CHEMPHYSCHEM ARTICLES DOI: 10.1002/cphc.201301117

Ultrafast Two-Dimensional NMR Relaxometry for Investigating Molecular Processes in Real Time Susanna Ahola and Ville-Veikko Telkki*[a] Nuclear spin–lattice (T1) and spin–spin (T2) relaxation times provide versatile information about the dynamics and structure of substances, such as proteins, polymers, porous media, and so forth. Multidimensional experiments increase the information content and resolution of NMR relaxometry, but they also multiply the measurement time. To overcome this issue, we present an efficient strategy for a single-scan measurement of a 2D T1–T2 correlation map. The method shortens the experimental time by one to three orders of magnitude as compared to the

conventional method, offering an unprecedented opportunity to study molecular processes in real-time. We demonstrate that, despite the tremendous speed-up, the T1–T2 correlation maps determined by the single-scan method are in good agreement with the maps measured by the conventional method. The concept of the single-scan T1–T2 correlation experiment is applicable to a broad range of other multidimensional relaxation and diffusion experiments.

1. Introduction The power of traditional nuclear magnetic resonance (NMR) spectroscopy in chemical analysis relies on the versatile chemical information conveyed by chemical shifts and couplings.[1, 2] Multidimensional experiments[3, 4] greatly enhance the chemical resolution and information content, but they also multiply the experimental time, restricting the investigations of fast processes.
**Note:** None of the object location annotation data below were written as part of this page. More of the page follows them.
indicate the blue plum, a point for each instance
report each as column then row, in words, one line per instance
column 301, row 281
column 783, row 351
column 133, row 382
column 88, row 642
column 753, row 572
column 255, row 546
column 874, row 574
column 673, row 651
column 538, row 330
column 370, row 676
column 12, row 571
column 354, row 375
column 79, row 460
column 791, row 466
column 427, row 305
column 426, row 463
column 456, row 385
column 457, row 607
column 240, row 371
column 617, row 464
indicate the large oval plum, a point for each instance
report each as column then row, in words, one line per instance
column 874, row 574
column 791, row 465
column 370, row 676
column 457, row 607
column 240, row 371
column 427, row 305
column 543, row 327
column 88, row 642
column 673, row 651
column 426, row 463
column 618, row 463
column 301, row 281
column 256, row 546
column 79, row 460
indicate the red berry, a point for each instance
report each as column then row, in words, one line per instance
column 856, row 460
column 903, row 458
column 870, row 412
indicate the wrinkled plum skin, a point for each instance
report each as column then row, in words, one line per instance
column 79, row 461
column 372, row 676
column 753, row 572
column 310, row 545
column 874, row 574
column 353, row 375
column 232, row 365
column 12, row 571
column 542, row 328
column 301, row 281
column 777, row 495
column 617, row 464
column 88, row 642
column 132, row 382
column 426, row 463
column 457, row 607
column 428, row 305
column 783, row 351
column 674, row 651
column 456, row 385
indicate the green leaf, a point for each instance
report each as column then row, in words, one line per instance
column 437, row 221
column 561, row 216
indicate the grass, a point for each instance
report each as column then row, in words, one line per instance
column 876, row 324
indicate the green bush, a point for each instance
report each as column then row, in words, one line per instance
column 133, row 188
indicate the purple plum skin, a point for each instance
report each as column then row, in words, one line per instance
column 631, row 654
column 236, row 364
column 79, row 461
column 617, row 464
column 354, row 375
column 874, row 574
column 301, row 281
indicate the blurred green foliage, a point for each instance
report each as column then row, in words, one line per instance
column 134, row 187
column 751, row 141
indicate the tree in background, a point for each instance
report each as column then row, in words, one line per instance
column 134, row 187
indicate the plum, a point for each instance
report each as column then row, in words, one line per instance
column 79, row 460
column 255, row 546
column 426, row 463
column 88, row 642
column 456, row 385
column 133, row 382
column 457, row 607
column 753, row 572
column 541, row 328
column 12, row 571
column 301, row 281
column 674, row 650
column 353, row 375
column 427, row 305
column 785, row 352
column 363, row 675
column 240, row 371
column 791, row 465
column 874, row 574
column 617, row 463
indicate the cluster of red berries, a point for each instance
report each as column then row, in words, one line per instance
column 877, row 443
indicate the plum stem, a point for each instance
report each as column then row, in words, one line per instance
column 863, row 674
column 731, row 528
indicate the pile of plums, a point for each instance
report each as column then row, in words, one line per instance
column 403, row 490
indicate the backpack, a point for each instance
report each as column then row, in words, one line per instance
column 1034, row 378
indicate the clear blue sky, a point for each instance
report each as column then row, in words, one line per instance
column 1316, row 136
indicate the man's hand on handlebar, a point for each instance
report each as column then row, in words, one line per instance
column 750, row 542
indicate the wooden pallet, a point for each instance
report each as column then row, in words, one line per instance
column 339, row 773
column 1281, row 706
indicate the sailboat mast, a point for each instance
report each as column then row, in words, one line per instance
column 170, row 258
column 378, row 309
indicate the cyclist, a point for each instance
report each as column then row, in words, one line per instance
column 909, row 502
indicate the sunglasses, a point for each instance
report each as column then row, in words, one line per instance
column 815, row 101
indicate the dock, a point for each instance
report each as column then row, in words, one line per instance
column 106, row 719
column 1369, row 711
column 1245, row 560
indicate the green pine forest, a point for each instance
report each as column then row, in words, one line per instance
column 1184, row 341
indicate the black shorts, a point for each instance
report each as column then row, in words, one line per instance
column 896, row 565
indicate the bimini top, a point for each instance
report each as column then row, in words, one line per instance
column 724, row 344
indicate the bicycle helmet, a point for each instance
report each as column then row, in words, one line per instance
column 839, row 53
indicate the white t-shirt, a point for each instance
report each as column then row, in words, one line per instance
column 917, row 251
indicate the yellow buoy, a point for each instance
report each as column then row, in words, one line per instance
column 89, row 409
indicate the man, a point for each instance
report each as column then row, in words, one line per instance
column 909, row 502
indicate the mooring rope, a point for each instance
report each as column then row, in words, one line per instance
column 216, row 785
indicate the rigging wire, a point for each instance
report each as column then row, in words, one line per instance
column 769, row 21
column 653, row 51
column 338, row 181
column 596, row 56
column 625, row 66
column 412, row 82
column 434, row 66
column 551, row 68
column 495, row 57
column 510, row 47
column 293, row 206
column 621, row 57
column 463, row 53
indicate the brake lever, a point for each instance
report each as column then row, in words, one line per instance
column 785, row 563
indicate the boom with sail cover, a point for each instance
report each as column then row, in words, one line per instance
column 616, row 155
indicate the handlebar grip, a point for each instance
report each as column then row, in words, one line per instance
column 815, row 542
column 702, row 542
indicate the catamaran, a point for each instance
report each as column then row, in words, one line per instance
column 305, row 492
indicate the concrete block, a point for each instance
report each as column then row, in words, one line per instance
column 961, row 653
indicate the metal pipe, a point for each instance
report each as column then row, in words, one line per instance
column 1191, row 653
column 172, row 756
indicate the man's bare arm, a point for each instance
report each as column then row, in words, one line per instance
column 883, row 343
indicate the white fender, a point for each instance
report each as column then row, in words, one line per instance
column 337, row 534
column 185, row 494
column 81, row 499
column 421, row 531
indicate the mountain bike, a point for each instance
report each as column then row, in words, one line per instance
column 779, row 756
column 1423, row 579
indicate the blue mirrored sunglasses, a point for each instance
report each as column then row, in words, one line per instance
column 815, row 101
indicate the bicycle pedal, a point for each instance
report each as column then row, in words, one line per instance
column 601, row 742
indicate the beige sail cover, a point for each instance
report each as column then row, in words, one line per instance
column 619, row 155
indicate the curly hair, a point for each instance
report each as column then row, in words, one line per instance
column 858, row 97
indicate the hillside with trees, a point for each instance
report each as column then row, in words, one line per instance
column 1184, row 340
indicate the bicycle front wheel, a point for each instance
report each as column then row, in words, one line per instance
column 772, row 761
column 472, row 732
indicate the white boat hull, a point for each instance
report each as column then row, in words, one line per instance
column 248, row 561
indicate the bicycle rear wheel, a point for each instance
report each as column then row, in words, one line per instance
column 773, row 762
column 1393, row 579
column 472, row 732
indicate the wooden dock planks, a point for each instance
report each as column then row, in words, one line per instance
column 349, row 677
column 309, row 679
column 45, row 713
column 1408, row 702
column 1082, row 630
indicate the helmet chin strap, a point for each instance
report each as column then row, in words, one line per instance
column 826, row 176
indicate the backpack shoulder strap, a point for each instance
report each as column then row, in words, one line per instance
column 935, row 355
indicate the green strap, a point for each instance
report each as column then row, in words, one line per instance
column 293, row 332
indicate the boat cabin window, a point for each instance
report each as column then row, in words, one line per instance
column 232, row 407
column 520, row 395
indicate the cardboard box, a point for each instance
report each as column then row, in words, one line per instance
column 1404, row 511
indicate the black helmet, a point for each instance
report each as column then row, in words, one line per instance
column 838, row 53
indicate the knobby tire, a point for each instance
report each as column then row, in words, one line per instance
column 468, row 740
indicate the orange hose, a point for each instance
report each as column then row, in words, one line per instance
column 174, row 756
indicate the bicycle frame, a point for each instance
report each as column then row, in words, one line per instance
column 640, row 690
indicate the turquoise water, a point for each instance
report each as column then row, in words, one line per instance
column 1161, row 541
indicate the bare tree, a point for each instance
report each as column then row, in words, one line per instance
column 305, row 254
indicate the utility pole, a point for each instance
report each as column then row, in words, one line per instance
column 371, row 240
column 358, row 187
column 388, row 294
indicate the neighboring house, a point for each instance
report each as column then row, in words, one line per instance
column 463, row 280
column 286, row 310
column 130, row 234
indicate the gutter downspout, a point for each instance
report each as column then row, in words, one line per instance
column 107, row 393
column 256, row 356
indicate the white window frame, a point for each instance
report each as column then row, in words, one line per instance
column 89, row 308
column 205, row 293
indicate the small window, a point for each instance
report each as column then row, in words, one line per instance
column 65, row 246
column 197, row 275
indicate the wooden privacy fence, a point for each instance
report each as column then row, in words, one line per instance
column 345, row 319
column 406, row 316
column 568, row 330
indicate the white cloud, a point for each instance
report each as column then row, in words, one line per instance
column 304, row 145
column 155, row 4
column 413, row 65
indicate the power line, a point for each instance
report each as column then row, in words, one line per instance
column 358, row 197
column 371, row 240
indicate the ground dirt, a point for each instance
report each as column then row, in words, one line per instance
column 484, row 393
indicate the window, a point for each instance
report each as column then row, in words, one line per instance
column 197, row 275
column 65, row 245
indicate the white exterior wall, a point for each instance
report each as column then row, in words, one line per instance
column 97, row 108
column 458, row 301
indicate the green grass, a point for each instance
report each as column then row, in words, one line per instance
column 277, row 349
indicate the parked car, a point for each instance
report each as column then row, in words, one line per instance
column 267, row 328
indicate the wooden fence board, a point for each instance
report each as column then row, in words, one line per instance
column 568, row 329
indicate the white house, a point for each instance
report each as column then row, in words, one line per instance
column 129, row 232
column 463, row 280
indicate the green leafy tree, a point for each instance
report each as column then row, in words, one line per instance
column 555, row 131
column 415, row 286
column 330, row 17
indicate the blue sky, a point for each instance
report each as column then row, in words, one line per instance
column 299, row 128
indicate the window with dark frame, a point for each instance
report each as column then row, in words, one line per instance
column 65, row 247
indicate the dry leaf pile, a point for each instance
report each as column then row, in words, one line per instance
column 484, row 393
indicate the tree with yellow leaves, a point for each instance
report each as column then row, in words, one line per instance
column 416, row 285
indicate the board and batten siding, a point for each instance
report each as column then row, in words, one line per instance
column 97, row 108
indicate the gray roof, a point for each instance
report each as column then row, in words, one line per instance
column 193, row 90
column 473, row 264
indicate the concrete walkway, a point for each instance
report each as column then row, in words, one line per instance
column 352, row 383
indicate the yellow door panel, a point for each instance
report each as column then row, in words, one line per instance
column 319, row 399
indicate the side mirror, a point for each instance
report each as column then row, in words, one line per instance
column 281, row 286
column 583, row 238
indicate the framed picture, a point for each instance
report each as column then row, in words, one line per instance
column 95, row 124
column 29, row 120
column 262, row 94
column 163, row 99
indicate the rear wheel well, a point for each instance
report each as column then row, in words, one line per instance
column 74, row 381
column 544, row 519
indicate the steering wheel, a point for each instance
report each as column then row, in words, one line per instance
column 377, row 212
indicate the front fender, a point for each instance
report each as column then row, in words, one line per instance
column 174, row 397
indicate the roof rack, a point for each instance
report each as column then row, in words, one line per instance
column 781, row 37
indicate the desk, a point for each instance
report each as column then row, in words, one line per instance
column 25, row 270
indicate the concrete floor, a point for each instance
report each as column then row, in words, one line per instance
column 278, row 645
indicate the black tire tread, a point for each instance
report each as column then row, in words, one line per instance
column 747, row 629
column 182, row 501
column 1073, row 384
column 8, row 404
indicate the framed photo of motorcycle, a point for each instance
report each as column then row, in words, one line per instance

Frydman et al.[5] introduced the single-scan (ultrafast) multidimensional NMR approach as a solution to this issue. This finding has been widely considered as one of the brightest recent innovations in NMR spectroscopy. As described in recent reviews,[6, 7] since its invention the ultrafast method has been shown to be capable of delivering any type of multidimensional spectrum in a single transient. It has been used, for example, for real-time identification of analytes undergoing chromatographic separation,[8] chemical transformations,[9] and H/D exchange processes in proteins,[10] as well as recording NMR spectra of hyperpolarized substances.[11, 12] In addition, the principles of continuous spatial encoding[13] of ultrafast NMR have also been applied to magnetic resonance imaging (MRI)[7, 14] and to measure so-called Z-spectra in chemical exchange saturation transfer experiments.[15] Typically, the NMR spectrum of fluids absorbed on another material contains little information; it may even consist of a single broad peak, as, for example, in the case of moisture in wood.[16] However, the relaxation time distributions, reflecting different rates of decay and recovery of the initially perturbed magnetization to the thermal equilibrium, may reveal the existence of differing environments of the fluid molecules. Consequently, detailed information about the structure of the materi[a] Dr. S. Ahola, Dr. V.-V. Telkki Department of Physics, NMR Research Group University of Oulu, P.O.Box 3000 FIN-90014 (Finland) E-mail: [email protected]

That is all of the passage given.